そして、上記の通り、室町幕府は建武の新政によって導入された制度を積極的に政権運営に活かしています。
むしろ南朝の方がそのような制度運営を続けておらず、政策的には後醍醐天皇の後継者は室町幕府であったという捉え方もできそうです。

本書は南朝の内部分裂を主なテーマにしていますが、南朝は北朝・室町幕府とセットでこそ語られるものなので、北朝・室町幕府との関係についても多くの説明がありますが、北朝・室町幕府がどのように南朝や建武の新政を見ていたか、という視点も非常に面白いです。
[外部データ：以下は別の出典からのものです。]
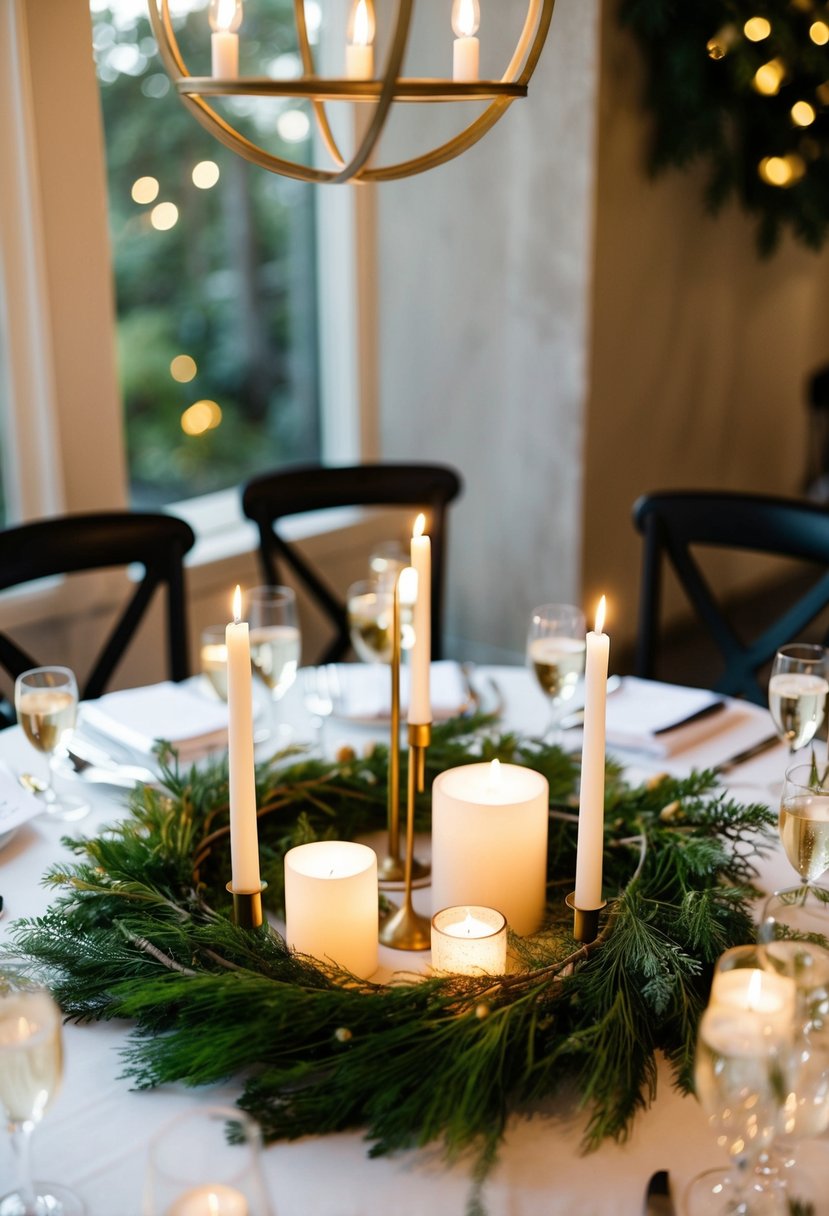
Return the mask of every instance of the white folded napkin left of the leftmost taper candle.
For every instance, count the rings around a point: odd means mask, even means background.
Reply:
[[[185,761],[227,747],[227,705],[169,680],[86,700],[83,721],[135,751],[165,739]]]

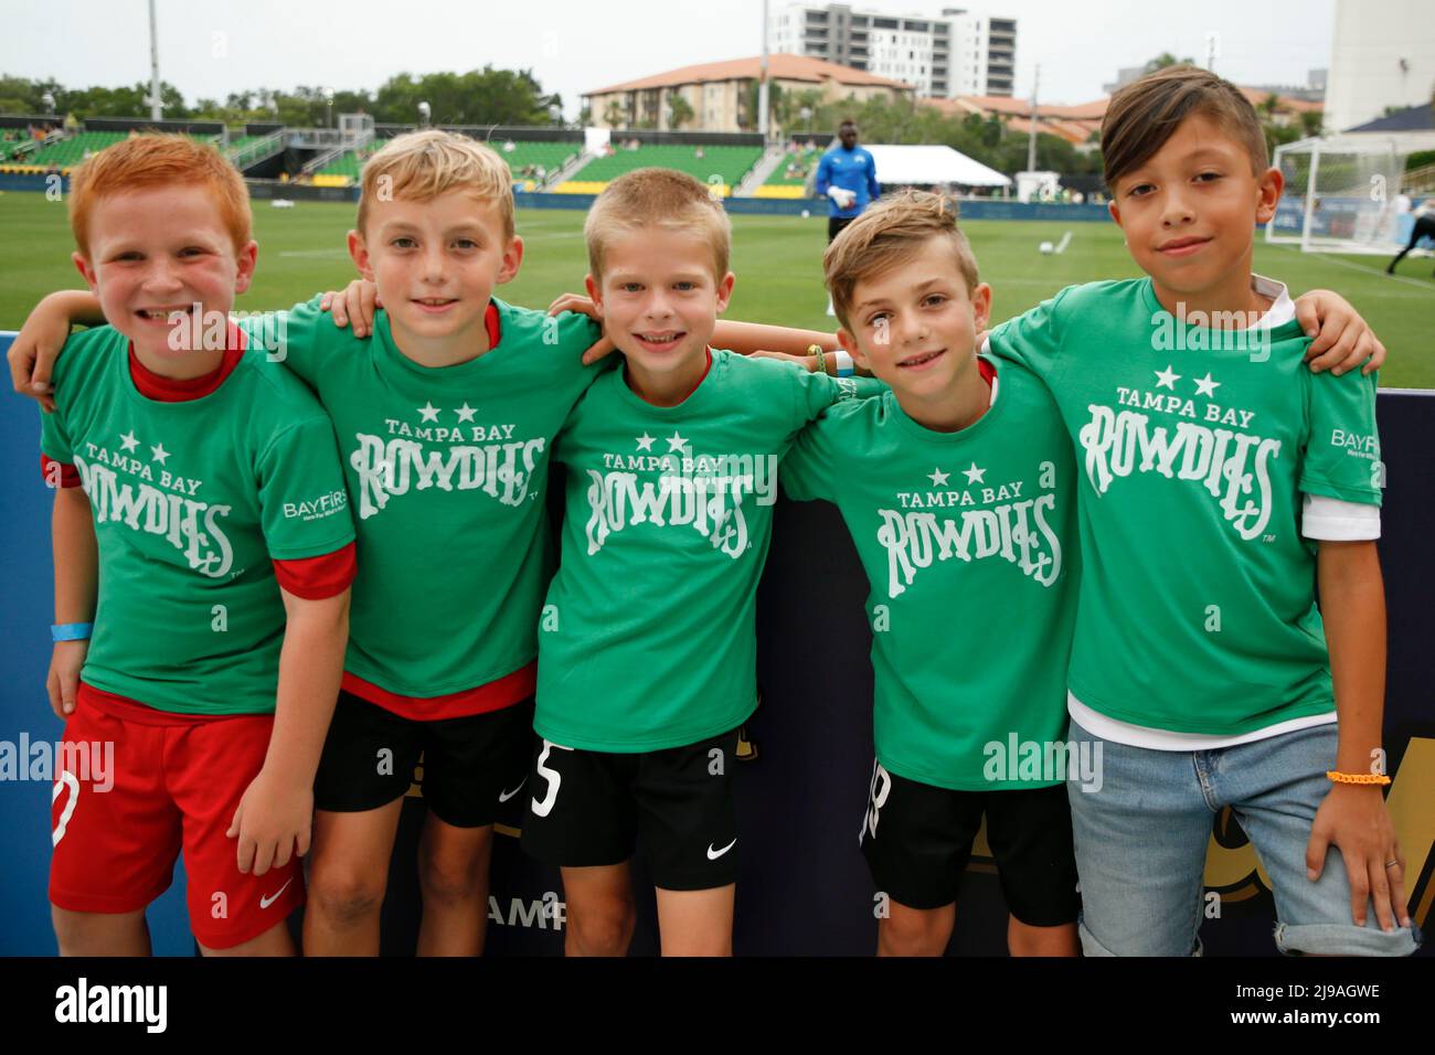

上記のように、室町幕府が積極的に建武の新政の成果を取り入れていたり、南朝が衰退する中で南北朝の和睦が機運が高まると、却って南朝が強気に出たために和睦が破綻したり(その結果、南朝を支えていた楠木正儀(正成の子)が北朝に寝返ります)、と南朝と北朝の関係性における注目すべきポイントは枚挙にいとまがありません。

 

本書は南朝の実態や南朝と北朝の関係において新しい視点を提供してくれて大変勉強になりましたが、中でも
建武の新政は現実的かつ先駆的な政策であったし、武家にも手厚かった
南朝の内部は、政権構想も北朝に対する姿勢も、擁立する君主もバラバラであった
政権・組織が下り坂になるときは共通した傾向がある(南朝と現代の野党にも似た傾向がある)
というのが特に印象に残りました。

また、最後に南朝の姿から読み取れる教訓について所見が述べられていますが、「観応の擾乱」同様、歴史から教訓を抽出するという姿勢は、個人的には非常に共感するものがあります。
時代背景や社会環境は異なるとはいえ、やはり同じ人間が織りなす社会なので、そこには何らかの教訓があると思いますし、それゆえに歴史というものは学ぶべきなのだと思っています。

学術としての歴史学は史実を明らかにすること自体に使命と価値があるのだと思いますが、歴史好きとしては何らかの教訓を見出したいので、そういう考え方を否定せず、むしろ後押ししてくれる歴史学者の存在はとてもありがたいです。

 

ちなみに著者の亀田氏はこの8月から台湾大学にて教鞭をとられるそうです。
どのような授業をされるのかはわかりませんが、台湾の地でも日本の英雄たちの織り成すドラマとその教訓を存分に学生に伝えていただきたいものです。